Christian Friedrich Wilhelm von Ompteda
Born (1765-11-26)26 November 1765
Ahlden an der Aller
Died 18 June 1815(1815-06-18) (aged 49)
La Haye Sainte
Allegiance
Service/branch
Years of service 1781-1815
Rank Colonel
Unit King's German Legion
Commands held

1st Light Battalion, KGL; 5th Line Battalion KGL

Brigade in Charles Alten’s division
Battles/wars

Christian Friedrich Wilhelm Freiherr von Ompteda (26 November 1765, Ahlden an der Aller - 18 June 1815, La Haye Sainte) was a Hanoverian officer of the Napoleonic Wars.

Life

In 1771, aged six, he was sent to be educated by his uncle Dietrich Heinrich Ludwig von Ompteda (1746–1803) and in 1777 he joined the Royal Corps of Pages at Hannover. In 1781 he became a lieutenant in the foot-guards. In 1793 he rose to command a grenadier company in the French Revolutionary Wars, being badly wounded at Mont Cassel, and then in 1794 he went to England with Field Marshal Wilhelm von Freytag.

In 1803 he was a major in the Hanoverian guards-regiment and, when the Convention of Artlenburg dissolved the Hanoverian army on 5 July that year, he was one of the first to join what became the King's German Legion.
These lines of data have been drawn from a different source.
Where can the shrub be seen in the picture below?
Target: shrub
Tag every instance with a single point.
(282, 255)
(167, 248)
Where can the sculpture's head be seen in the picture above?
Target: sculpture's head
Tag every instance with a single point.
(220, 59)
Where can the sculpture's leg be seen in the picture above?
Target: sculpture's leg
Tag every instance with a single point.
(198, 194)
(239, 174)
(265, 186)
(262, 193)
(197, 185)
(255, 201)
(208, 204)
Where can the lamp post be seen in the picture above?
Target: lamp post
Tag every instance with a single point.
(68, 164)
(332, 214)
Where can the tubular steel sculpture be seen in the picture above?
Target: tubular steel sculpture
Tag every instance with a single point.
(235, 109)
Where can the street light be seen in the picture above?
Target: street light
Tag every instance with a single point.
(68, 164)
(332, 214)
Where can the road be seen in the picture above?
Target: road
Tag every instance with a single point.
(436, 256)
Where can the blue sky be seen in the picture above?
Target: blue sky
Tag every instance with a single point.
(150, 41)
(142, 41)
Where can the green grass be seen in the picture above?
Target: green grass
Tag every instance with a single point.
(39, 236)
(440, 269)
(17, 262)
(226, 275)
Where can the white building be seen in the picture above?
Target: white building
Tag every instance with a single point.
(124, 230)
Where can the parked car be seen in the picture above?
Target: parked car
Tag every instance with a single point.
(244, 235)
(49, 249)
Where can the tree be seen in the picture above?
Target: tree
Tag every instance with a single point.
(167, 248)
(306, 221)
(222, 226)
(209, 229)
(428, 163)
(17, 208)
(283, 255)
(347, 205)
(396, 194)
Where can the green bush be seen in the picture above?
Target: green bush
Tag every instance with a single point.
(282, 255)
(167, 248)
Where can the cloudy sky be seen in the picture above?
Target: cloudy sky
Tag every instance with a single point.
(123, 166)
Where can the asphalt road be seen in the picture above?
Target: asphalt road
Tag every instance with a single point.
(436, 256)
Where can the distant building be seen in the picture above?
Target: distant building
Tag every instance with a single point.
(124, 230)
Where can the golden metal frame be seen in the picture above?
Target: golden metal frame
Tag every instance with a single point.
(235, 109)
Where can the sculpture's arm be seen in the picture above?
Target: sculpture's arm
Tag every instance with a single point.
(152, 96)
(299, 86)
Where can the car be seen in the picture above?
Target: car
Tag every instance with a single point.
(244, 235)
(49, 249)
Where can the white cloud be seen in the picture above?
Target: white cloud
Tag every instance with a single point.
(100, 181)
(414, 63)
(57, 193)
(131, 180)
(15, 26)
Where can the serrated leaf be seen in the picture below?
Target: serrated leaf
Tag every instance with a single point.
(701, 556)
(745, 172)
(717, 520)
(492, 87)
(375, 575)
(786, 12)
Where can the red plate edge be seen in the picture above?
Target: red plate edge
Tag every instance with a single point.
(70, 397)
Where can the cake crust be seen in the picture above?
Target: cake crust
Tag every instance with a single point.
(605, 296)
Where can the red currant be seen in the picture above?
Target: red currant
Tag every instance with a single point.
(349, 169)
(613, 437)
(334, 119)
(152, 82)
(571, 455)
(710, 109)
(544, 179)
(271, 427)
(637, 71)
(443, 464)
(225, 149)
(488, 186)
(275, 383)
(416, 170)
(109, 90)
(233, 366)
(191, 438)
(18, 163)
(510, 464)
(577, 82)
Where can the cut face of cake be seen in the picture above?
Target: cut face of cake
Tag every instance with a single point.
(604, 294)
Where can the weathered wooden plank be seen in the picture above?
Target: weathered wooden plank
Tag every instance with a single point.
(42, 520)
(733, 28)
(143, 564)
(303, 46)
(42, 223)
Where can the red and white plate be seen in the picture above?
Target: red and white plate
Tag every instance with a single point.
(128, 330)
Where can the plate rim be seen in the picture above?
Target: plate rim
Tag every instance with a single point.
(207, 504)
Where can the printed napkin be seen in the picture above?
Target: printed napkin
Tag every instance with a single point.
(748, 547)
In 1805 he led an unsuccessful expedition to northern Germany during the War of the Third Coalition and a year later he and his battalion moved to Gibraltar. In 1807 they moved again, to Zeeland, where they fought against Denmark in the Gunboat War (also known as the English Wars). On the return journey his ship sank off the coast of the Netherlands and he was held prisoner in Borkum until being freed in a prisoner exchange in 1808.

Memorial at La Haye Sainte

In 1812 he was made Oberstleutnant and in 1813 he was put in command of the Legion’s 1st Light Battalion. In 1815 he was an oberst and a brigade commander in general Charles Alten’s division within Wellington’s army. Ompteda was killed at Waterloo after being ordered by the Prince of Orange into a counter-attack in column with the 5th Line Battalion to retake La Haye Sainte, he had been shot at point blank range.[1]